And to think that I couldn’t wait for this episode to be over so “The Life and Death of Jeremy Bentham” would come fast. This episode repeatedly hit me completely by surprise – like a drive-by on a foggy night, or that uncle with his baseball bat. Or, you know, something less creepy.
So how do you tell a story like this one? You need to take seven people and get them to reunite and start working on a greater goal. The problem is: these people are all over the place and have no reason to help the one that’s trying to reunite them in the first place. You give them their own reasons for wanting to go back. Which means you have to tell their stories. Which means you actually have to take time to do so. LOST just wants those people back on the island, so what do they do? They just throw everyone on the plane in the most suspicious circumstances ever (Kate losing Aaron, Ben bloody and beaten – again, Hurley with a guitar, Sayid with – get this – a sky marshall, oh and let’s not forget that Latino that has absolutely nothing to do with this all which makes it extra suspicious). And then you casually hint: “oh, them? We’ll tell you about them later.” It seems so logical while I’m writing it, but it rocked me off my feet.
This episode had so many little things: Jack waking up in the jungle, pilot-style, beardless Lapidus, and last but not least the wonderfully executed tension surrounding Locke’s suicide note. They could have made it long, pages long, but – in typical LOST style – they opted for “less is more”: one sentence that cut through my (and Jack’s) bones. John made some questionable decisions at times, but it looks like he’s finally starting to get to Jack. Now I’m sure that in the next episode, we’ll be seeing Locke at his lowest.
There were some brilliant performances in this episode. I was shocked when Ben – who displayed another layer of emotions we didn’t think he had – called Jack, bathing in blood, scared. I was moved when Jack was putting on Locke’s shoes (nice to see the tennis shoes being explained). I screamed when Desmond yelled how he lost four years of his life by listening to Hawking – I was hoping they wouldn’t forget. And when they all came together on that airplane… I couldn’t wait to see it crash. Which it didn’t.
Question 3 appears to be resolved. Everyone – except for Aaron, thank God; and Desmond, damn you God – gets back. We don’t know how yet, except for the fact that they went by airplane.

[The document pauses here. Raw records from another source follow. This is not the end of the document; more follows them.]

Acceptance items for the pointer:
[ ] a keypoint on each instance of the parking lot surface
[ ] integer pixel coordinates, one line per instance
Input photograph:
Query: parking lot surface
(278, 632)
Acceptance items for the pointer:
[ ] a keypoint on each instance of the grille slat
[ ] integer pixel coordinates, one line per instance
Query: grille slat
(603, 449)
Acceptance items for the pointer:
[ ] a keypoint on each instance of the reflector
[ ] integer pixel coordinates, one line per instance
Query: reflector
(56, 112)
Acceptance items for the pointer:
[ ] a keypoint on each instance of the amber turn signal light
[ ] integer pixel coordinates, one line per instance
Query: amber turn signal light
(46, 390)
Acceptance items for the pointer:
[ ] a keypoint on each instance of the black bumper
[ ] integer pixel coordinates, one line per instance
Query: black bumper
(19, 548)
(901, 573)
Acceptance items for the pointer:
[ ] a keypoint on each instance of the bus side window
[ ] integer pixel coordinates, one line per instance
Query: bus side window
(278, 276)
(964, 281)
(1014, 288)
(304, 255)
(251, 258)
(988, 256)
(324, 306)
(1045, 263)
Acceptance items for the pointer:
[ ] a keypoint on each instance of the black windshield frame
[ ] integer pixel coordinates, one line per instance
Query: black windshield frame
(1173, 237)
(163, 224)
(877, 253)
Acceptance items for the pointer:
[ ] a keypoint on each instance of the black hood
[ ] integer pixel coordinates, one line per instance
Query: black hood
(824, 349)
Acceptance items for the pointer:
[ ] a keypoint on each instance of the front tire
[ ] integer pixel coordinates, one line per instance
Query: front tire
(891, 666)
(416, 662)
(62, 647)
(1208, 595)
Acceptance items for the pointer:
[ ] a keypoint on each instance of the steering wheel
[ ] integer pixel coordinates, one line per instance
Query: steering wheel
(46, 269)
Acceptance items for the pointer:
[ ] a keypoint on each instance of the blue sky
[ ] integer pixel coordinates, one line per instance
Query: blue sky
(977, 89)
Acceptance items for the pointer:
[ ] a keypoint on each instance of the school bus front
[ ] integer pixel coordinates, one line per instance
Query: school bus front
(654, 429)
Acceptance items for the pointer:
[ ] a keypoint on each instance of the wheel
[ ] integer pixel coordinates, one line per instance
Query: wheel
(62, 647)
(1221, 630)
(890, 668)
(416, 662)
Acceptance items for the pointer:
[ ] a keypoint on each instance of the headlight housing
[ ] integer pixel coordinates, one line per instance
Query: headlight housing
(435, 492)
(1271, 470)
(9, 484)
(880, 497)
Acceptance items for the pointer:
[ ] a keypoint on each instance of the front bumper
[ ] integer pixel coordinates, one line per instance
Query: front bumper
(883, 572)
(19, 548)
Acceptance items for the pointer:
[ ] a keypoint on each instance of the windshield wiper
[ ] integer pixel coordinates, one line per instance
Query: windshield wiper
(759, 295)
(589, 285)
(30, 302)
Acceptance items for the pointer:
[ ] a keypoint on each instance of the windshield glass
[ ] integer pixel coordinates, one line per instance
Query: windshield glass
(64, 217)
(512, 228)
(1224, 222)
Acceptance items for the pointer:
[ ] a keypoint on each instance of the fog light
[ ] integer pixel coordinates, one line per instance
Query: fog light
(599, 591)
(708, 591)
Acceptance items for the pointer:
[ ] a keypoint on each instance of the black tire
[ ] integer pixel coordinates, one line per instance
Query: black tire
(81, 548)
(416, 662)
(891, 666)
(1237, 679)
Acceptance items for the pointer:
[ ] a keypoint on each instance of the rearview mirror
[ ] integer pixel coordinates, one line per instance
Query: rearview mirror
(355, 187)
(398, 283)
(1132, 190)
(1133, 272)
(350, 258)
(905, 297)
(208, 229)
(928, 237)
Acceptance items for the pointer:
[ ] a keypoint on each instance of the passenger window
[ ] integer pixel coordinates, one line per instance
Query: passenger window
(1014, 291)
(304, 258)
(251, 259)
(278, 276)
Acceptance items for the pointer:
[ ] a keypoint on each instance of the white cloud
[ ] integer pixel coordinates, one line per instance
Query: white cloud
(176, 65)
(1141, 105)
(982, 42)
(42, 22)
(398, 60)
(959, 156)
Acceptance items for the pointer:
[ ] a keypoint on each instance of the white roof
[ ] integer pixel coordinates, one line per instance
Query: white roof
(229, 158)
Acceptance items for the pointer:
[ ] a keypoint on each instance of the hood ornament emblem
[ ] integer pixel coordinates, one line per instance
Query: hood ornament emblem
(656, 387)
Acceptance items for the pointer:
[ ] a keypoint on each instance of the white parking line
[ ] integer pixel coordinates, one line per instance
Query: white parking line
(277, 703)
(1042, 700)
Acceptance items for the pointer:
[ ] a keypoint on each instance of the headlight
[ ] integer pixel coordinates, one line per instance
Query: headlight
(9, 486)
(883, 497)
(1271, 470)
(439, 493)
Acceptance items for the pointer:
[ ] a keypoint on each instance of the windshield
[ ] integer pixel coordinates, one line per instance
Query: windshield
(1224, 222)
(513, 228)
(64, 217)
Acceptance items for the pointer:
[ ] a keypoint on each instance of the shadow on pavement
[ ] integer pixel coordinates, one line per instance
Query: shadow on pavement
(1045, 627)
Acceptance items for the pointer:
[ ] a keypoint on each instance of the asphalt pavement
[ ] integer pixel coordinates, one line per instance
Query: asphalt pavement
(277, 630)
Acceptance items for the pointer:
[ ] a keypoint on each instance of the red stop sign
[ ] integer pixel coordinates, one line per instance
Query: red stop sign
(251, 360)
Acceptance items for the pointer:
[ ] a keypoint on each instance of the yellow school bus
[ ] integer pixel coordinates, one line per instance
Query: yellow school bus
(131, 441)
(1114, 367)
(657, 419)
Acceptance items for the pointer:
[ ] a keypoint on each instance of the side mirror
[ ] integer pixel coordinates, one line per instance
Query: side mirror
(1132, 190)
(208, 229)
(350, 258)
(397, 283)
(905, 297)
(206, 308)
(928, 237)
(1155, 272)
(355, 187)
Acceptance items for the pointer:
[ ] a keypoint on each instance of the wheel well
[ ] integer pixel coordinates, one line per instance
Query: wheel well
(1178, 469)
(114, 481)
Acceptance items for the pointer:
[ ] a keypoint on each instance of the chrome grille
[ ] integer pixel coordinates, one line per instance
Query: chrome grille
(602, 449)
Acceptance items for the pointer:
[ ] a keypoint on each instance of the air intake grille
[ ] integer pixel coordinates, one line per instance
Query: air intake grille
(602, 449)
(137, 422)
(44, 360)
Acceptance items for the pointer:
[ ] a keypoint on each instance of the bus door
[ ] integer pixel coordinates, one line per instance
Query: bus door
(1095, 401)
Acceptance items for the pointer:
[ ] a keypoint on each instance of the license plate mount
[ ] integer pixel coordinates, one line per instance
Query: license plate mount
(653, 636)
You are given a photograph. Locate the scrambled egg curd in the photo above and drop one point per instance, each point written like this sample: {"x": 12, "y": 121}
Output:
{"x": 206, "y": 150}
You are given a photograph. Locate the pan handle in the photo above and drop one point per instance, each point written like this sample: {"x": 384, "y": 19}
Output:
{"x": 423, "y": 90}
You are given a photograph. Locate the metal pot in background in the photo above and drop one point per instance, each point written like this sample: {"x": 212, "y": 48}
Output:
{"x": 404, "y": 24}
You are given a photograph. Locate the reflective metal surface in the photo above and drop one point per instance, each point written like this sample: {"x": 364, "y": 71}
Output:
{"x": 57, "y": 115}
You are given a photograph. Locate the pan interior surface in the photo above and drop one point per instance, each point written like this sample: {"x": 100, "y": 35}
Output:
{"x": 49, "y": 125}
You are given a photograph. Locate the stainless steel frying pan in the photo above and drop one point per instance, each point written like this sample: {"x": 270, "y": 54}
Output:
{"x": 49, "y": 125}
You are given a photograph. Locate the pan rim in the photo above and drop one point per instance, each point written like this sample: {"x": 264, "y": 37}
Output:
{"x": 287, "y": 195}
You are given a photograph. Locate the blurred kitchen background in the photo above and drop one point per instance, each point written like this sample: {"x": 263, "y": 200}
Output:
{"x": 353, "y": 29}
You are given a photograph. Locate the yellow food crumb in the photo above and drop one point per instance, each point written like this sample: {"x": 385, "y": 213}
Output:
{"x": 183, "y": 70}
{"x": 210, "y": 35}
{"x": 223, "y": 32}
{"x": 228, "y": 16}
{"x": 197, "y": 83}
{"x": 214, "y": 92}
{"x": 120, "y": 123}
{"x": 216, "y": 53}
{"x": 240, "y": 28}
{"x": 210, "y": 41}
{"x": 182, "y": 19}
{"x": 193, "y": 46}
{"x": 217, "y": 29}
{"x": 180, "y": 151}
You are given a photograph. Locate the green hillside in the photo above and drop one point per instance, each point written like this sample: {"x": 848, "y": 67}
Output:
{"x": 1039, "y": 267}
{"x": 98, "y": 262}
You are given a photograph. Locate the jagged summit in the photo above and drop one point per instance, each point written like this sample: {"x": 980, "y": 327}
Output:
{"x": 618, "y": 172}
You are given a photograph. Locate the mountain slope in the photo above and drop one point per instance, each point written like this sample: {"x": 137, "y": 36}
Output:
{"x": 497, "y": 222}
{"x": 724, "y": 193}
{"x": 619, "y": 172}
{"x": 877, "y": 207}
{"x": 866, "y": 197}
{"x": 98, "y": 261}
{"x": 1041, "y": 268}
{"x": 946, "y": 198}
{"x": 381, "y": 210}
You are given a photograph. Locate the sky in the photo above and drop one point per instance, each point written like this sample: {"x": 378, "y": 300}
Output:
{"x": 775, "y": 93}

This episode also made me ponder about Question 6 – whether our crew ended up on the island by accident. We always thought they did (because Desmond didn’t push the button) but if they have to recreate the conditions of their own crash in order to get back to the island, doesn’t that mean that those conditions might have caused the first one in the first place? …My head hurts.
I think this episode – and probably also the next – will be the middle ones of this season. They provide the starting track for the rest of the season, with everyone back on the island and with bigger goals to be accomplished. This episode was very, very low on complicated mindfucks – in comparison to the first five – but it delivered a more than solid character arc with an unexpected … well, start, seeing how they told their story. This was truly the best season five episode yet. I can’t wait until the next!
John Locke: “I wish you had believed me.”